Mi viene in mente uno scambio di opinioni che ebbi qualche tempo fa con l’amico Sabato. Non abbiamo sempre le stesse idee in fatto di scrittura; dato il contesto, poteva essere un bagno di sangue e invece nemmeno una goccia passò tra i nostri computer. Estraggo dal carteggio parte di quanto gli scrissi:

La Letteratura (L) sta fuori da questi discorsi. Per leggere Letteratura ci sono 100 e un motivi: sognare, imparare, formarsi, provare emozioni, scoprire i pensieri per cui uno non trova le parole, e tutto il mondo che vuoi metterci dentro, insomma. Ma questa è la Letteratura.

Poi ci sono le persone come noi, che fanno esercizi di scrittura più o meno riusciti. Quindi bisogna trovare dei motivi per cui uno dovrebbe leggere queste cose. Fargli passare il tempo di un viaggio, accompagnarlo a dormire, farlo un po’ sorridere o un po’ piangere. Bisogna restituirgli qualcosa per i soldi che ha speso. La Letteratura non si misura a soldi, gli esercizi di scrittura sì (…) per far passare il tempo a queste persone, dovremmo dargli una storia.

È così. Insomma, a volte ti capitano questi libri sconosciuti. Non hanno preteso di passare sotto la voce Letteratura coloro che li hanno scritti né lo pretendi tu che te li ritrovi sulla strada ma è bello che ci siano.

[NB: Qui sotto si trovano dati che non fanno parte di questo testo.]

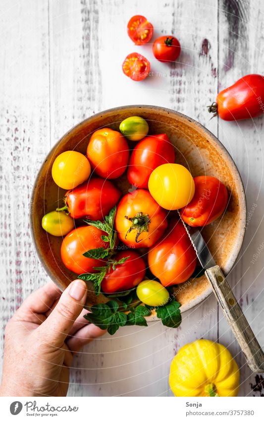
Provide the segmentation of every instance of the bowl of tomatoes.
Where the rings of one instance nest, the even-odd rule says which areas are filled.
[[[179,212],[201,227],[227,274],[246,218],[231,157],[186,116],[120,107],[86,119],[51,151],[33,188],[32,232],[61,290],[77,277],[87,283],[91,321],[107,327],[111,317],[112,333],[159,318],[170,326],[175,312],[176,327],[211,291]]]

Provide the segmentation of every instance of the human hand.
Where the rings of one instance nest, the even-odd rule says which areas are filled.
[[[65,396],[74,353],[105,333],[83,315],[80,280],[61,292],[50,282],[33,293],[5,328],[0,396]]]

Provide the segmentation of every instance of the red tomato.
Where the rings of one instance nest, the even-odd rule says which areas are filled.
[[[166,212],[146,190],[122,198],[117,205],[115,228],[119,238],[130,247],[151,247],[167,228]]]
[[[122,68],[126,76],[133,80],[143,80],[149,74],[151,65],[144,56],[131,53],[125,59]]]
[[[226,186],[215,177],[200,176],[194,178],[194,196],[180,210],[181,216],[191,227],[204,227],[217,219],[227,204]]]
[[[142,45],[151,39],[153,25],[144,16],[133,16],[127,24],[127,33],[136,45]]]
[[[83,254],[92,248],[107,248],[109,243],[102,240],[103,235],[106,235],[106,233],[91,225],[80,227],[69,233],[64,238],[60,248],[61,259],[65,266],[78,275],[96,272],[93,268],[103,266],[102,260],[85,257]]]
[[[64,197],[65,206],[58,210],[66,210],[75,219],[84,217],[91,221],[102,221],[120,196],[120,192],[111,181],[91,179],[69,190]]]
[[[155,168],[174,162],[174,148],[165,133],[147,136],[137,143],[130,157],[127,171],[130,183],[148,188],[150,175]]]
[[[179,219],[170,221],[159,241],[150,249],[149,266],[163,287],[188,279],[196,266],[196,253]]]
[[[117,261],[128,256],[130,257],[124,263],[117,265],[114,270],[112,267],[107,272],[101,284],[104,292],[111,294],[131,290],[138,285],[144,278],[146,266],[138,253],[125,250],[118,253],[115,259]]]
[[[87,146],[87,158],[95,172],[105,179],[116,179],[126,170],[129,150],[125,138],[108,127],[93,133]]]
[[[160,61],[174,61],[181,53],[180,43],[172,36],[159,37],[155,42],[152,49],[154,56]]]
[[[264,76],[247,74],[221,91],[209,111],[228,121],[257,117],[263,114],[264,98]]]

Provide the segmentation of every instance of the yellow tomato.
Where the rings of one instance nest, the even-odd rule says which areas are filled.
[[[91,174],[91,166],[83,154],[66,151],[53,163],[52,174],[59,187],[69,190],[86,181]]]
[[[189,171],[179,164],[163,164],[151,174],[149,190],[159,206],[172,210],[186,206],[193,197],[195,184]]]
[[[239,370],[223,345],[200,339],[174,357],[169,385],[175,396],[236,396]]]
[[[140,301],[154,307],[165,305],[169,301],[169,294],[164,287],[157,281],[142,281],[137,287],[137,295]]]

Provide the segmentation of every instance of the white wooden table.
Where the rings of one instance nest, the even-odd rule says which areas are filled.
[[[3,328],[32,291],[48,280],[31,237],[32,185],[52,145],[69,128],[100,111],[126,104],[169,107],[198,120],[229,151],[246,191],[248,224],[229,280],[264,346],[264,117],[210,120],[206,106],[217,91],[264,69],[262,0],[1,0],[0,10],[1,345]],[[154,39],[174,35],[182,53],[172,65],[134,46],[126,34],[133,15],[146,16]],[[135,82],[121,63],[137,51],[154,75]],[[95,341],[75,358],[69,394],[172,396],[170,361],[184,344],[219,341],[241,368],[241,396],[259,395],[214,297],[183,315],[177,330],[153,323],[127,327]]]

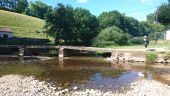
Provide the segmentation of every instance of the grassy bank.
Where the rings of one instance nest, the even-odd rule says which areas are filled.
[[[109,46],[114,49],[145,49],[144,45]],[[148,48],[166,48],[170,50],[170,41],[159,41],[157,44],[150,42]]]
[[[44,20],[35,17],[0,10],[0,27],[11,28],[17,37],[47,38],[43,33],[44,24]]]

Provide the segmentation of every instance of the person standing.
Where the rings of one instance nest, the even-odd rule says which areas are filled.
[[[149,45],[149,40],[148,40],[148,37],[147,37],[146,35],[144,36],[143,41],[144,41],[144,46],[145,46],[145,48],[147,48],[148,45]]]

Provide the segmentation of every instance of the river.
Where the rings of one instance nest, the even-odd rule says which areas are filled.
[[[58,89],[78,87],[121,91],[140,79],[159,80],[155,69],[144,63],[110,62],[102,57],[75,56],[53,58],[0,58],[0,76],[20,74],[34,76],[40,81],[51,83]]]

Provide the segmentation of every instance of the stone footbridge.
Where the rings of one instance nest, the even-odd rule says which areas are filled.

L’autore che ho eletto a mio preferito è Fabrizio Canciani. Avrei voluto agganciarlo, portarlo in questo blog… non mi risponderà neanche… o forse sì. Purtroppo, mentre do gli ultimi colpi di tastiera a questo post scopro che Fabrizio Canciani non c’è più. Scriveva libri, canzoni, testi teatrali.
Potrebbe diventare retorico aggiungere altro, ma è motivo in più per quanto avevo già pensato: dedicare questo pezzo al work alcoholic che mi sono ritrovata a fianco in treno. Lampadato, manager, iperconnesso, parlante per sigle. Pensavo che la categoria si fosse un poco ridimensionata dopo la triste vista degli scatoloni Lehman Brothers ma mi sbagliavo. Ti ringrazio per il tono sommesso delle tue lunghe telefonate, un po’ meno per avermi fatto alzare tre volte per permetterti di andare avanti e indietro col coso appiccicato all’orecchio senza aver mai fatto uso delle sigle “scusi”, “grazie” (anche un “togliti dai…” sarebbe stato preferibile all’assoluta indifferenza per il mondo reale circostante). Conto i suoi aggeggi tecnologici: un cellulare, uno smartphone, un invidiabile Apple ultrasottile bianco. Finisce la telefonata e si immerge negli ultimi due che usa in contemporanea. Mi chiedo quanto tempo è passato dall’ultima volta che ha guardato fuori dal finestrino, letto un libro, mangiato uno di quei panini stile Montedison delle stazioni. Torno al mio aggeggio ipotecnologico: un libretto giallo di circa 80 pagine pescato in un carrello riadattato per l’uopo da un omone barbuto e dal suo cane che sembrava quello di Heidi e Peter. Viaggiamo affiancati sullo stesso treno ma su due binari diversi. Ma è giusto così, ognuno fa del proprio tempo ciò che preferisce e fa girare l’economia come può o vuole.